The Polk graph is pretty sad by itself. In fairness, it is not corner loaded, and the PB2000, although I did not graph it, sounded horrible placed there by itself. I may stick the Polk in the corner and do a sweep just for kicks to see how much it changes the FR. But I think where it is(the only other location I can put it), does work well as it fills the 50Hz null nicely. I have a feeling a PB1000 would make things even flatter, but I have shut the faucet off on subwoofer purchases this year(at least for today). That 70" Vizio at Target sure is looking nice though 

P.S. I am having issues with my as yet unused miniDSP, but I can tell you that the proposed graph after EQ is disgustingly flat to 100 Hz. Looks like something off the SVS website.


----------



## BeeMan458 (Nov 25, 2012)

Paxonator said:


> Yes in their US warehouse they seem to have plenty of options for B Stock. sonicboomaudio just cleared out their remaining inventory of new pb12-nsd for $130 off regular price. Mason said they don't get B stock shipped to their store in Canada and I'm guessing they don't get many returns because of the customer having to pay shipping.

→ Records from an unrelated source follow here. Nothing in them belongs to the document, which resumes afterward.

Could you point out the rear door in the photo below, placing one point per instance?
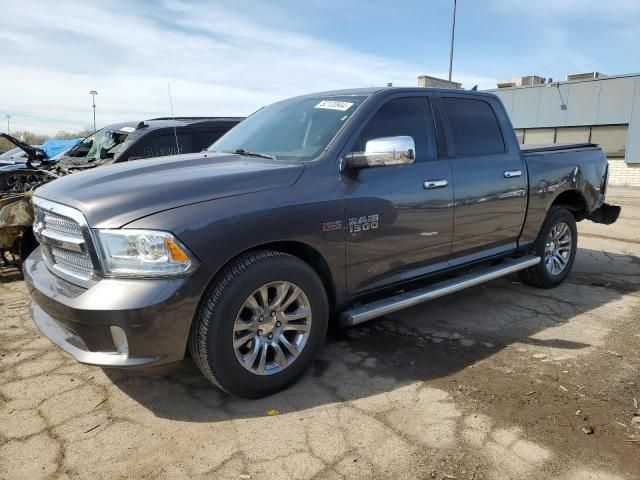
(395, 226)
(489, 177)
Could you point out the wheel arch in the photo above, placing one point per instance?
(574, 201)
(301, 250)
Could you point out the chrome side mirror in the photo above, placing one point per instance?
(383, 152)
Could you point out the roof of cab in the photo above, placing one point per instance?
(375, 90)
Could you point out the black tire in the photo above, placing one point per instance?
(210, 339)
(539, 275)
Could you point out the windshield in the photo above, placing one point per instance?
(103, 147)
(293, 129)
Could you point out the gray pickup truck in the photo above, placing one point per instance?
(331, 207)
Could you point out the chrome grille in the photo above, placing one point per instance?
(63, 241)
(74, 263)
(59, 224)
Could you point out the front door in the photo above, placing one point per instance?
(398, 219)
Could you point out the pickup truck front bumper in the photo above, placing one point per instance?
(115, 322)
(606, 214)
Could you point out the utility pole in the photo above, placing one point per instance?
(93, 94)
(453, 35)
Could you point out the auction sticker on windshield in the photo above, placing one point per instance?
(334, 105)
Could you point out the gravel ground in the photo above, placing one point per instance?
(499, 381)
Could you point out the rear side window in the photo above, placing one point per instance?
(202, 139)
(155, 145)
(474, 127)
(403, 117)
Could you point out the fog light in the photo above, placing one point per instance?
(119, 339)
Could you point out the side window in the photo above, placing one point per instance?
(203, 139)
(163, 145)
(403, 116)
(473, 126)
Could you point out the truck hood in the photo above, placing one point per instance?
(112, 196)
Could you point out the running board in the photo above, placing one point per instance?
(378, 308)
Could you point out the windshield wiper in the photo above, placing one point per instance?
(242, 151)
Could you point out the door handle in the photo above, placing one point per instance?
(430, 184)
(512, 173)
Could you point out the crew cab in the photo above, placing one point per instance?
(331, 207)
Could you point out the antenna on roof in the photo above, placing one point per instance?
(175, 132)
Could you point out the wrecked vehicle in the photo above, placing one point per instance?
(115, 143)
(341, 206)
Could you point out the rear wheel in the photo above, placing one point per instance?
(260, 325)
(556, 245)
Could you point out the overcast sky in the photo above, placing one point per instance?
(231, 57)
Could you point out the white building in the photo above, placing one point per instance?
(586, 108)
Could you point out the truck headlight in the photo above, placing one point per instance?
(143, 253)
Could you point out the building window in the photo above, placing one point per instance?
(539, 136)
(611, 138)
(520, 135)
(573, 134)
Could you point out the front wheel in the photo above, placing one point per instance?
(260, 325)
(556, 245)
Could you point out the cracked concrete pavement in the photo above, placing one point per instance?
(494, 382)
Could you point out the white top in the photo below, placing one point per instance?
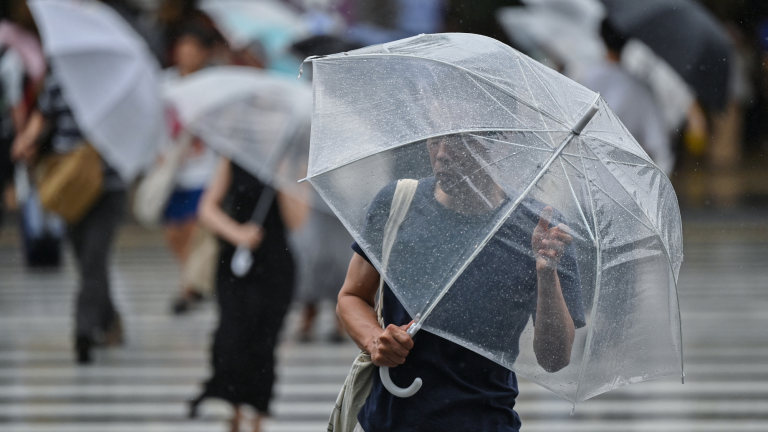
(199, 164)
(634, 104)
(11, 78)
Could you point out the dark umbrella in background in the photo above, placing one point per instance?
(684, 34)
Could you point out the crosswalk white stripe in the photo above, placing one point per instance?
(143, 387)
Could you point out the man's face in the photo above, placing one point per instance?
(453, 158)
(190, 55)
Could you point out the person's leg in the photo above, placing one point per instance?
(92, 239)
(308, 315)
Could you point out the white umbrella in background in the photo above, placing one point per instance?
(272, 23)
(673, 94)
(109, 78)
(565, 30)
(258, 120)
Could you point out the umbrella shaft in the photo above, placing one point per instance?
(263, 205)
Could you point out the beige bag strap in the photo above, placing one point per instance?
(401, 201)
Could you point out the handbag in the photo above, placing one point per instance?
(357, 385)
(156, 187)
(199, 270)
(70, 184)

Just got off the phone with SVS and they have a delivered in the US, PB12-NSD for $599.00.

Maybe shipped to a New York drop box and then a day trip with some sales tax?


----------



## Paxonator (Feb 21, 2014)

BeeMan458 said:


> Just got off the phone with SVS and they have a delivered in the US, PB12-NSD for $599.00.
> 
> Maybe shipped to a New York drop box and then a day trip with some sales tax?


Yes I could ship it to the border and pick it up although I'm thinking of building the next one. The Canadian dollar dropped back down as well so that doesn't help. Just wish the Canadian dealer had some of the same offers as the US store.


----------



## BeeMan458 (Nov 25, 2012)

Paxonator said:


> The Canadian dollar dropped back down as well so that doesn't help.


Yes, had a nice 1:1 thing going there for awhile.


----------



## Ovation123 (Mar 6, 2011)

Bear123 said:


> Ok so just finished doing some REW sweeps with my PB2000, then adding my old Polk PSW110 just to see if they would play well together. I placed the Polk nearfield, which required less gain. I can crank things quite loudly without noticing any distress or bad sounds. Here are the graphs to give you an idea of the results. Played mainly with some placement and phase. No eq applied in any graphs. The first two graphs are before I got the SPL calibrated. Last graph is obviously with the SPL fixed. Pretty happy that output seems pretty solid down to 16 Hz!


I've ordered a PB-2000 (supposed to arrive tomorrow) and while my original thought was to move my current sub (Boston Acoustics PV900) to the living room, your results in matching two different subs gives me hope that I can achieve a similar benefit. My PV900, while not in the same league as the PB-2000, of course, is more capable than your PSW110. If I were to replicate your placement (corner for PB-2000, near field for PV900), should I entertain even a glimmer of hope to get something decent like your graphs? (my room is roughly 2000 cubic feet, though the speakers/sub are currently confined to 2/3 of that space--the rest of the room is curtained off for use as storage).

I already sit about 6.5 feet from my sub at the moment--is that considered near field already? Oh, and if I may ask, how close was your PSW11O to the MLP? I could place my PV900 right next to my chair (unless that would be too close).


----------